There is just no denying it, and that is that a whole heck of people simply prefers not to discuss life insurance. It’s no secret why this is so too. It’s due to the fact that this type of insurance deals with dying and death. A topic that most people and you may be one of them prefers not to think about. Some people though want to do what it takes to make sure that their loved ones are cared for if they should die unexpectedly.
The fact of the matter though, is that everyone will some day pass on and the end can be right around a corner on tomorrows morning ride to work. No matter what age you are, or what station in life you occupy, it can happen in any unexpected instant. Of course the risk is always increased as you get older and this is why it’s always less expensive to buy life insurance when you’re young.
So now that you know this, perhaps you can understand why in the dangerous world that we all live in, more people are looking into life insurance coverage and finding something out. That is that due to their avoidance of the topic, they now have a limited understanding of the basic terms and words that are involved with it. So if this sounds like you, just keep on reading.

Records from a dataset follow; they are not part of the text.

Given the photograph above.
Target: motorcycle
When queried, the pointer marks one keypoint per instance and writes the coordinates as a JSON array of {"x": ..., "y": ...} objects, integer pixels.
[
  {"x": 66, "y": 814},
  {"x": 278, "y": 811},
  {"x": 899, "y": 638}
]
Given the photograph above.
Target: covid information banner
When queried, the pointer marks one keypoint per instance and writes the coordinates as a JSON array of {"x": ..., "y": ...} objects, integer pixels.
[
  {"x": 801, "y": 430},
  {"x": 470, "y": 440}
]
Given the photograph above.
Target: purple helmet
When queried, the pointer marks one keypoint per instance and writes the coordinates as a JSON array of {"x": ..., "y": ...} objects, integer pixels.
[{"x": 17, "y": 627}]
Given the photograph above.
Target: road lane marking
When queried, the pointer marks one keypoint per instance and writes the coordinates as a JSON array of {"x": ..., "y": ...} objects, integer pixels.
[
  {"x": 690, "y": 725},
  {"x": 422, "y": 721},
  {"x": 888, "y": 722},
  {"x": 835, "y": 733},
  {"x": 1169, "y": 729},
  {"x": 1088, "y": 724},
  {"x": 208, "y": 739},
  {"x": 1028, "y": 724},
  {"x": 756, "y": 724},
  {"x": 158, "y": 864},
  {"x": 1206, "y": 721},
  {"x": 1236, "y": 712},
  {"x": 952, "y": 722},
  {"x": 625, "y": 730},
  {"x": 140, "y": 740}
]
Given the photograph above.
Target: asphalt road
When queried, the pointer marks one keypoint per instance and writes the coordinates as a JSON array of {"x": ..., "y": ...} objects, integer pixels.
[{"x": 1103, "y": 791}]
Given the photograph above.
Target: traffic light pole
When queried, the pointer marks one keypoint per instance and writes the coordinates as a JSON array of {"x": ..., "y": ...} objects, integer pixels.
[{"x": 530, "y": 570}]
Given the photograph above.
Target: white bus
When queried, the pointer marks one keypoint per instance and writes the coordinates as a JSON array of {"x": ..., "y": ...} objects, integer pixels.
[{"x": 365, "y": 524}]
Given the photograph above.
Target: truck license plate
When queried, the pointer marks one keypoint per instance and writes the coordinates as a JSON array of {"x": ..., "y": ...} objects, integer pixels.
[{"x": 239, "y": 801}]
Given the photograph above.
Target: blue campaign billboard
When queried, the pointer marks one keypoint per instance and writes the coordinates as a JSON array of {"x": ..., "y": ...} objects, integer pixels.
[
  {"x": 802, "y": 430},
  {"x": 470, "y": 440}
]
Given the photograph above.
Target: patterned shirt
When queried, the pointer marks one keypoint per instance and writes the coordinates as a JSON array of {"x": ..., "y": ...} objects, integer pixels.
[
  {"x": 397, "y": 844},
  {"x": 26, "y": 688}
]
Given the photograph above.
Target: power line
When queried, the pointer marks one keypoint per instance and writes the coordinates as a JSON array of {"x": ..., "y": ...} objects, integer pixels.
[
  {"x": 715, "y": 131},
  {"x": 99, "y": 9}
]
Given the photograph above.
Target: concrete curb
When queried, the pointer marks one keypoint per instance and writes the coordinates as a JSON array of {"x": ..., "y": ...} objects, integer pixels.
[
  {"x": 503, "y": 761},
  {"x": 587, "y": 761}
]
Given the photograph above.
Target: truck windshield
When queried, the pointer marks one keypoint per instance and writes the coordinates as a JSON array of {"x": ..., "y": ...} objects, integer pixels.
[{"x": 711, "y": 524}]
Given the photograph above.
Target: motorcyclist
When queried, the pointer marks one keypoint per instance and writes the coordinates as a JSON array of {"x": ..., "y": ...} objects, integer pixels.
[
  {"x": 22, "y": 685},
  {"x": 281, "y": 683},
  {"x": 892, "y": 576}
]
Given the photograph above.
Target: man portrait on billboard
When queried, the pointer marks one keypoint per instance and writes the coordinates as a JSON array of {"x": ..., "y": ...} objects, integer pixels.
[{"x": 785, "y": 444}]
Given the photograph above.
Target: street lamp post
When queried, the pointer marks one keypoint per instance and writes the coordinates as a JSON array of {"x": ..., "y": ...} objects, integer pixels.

The “policy holder” is the person that actually arranged the policy, and makes its payments. Now do keep in mind that life insurance is different in this area than other types of insurance that you may be already familiar with. That is that it’s not uncommon for one person to hold a policy on another person. Unlike, say auto or home insurance, where “you the owner” would always be the policy holder.
The word beneficiaries is used to describe the person or people who are listed as being the people to pay if you should die while you are covered by insurance. Now what many people don’t know, is that they can be the beneficiary of their own policy be selling it. You see, there are people and businesses that will pay you for your policy if you come down with a terminal illness.
Then a “term life policy” refers to a type of policy that is sold to cover you for a set time period that is usually set at a one year minimum. A “whole life policy” on the other hand, is a policy that you buy that has no time limit. It’s a policy that is mean to cover the holder for the duration of their life, although technically a whole life policy will usually have a time limit of 100 years.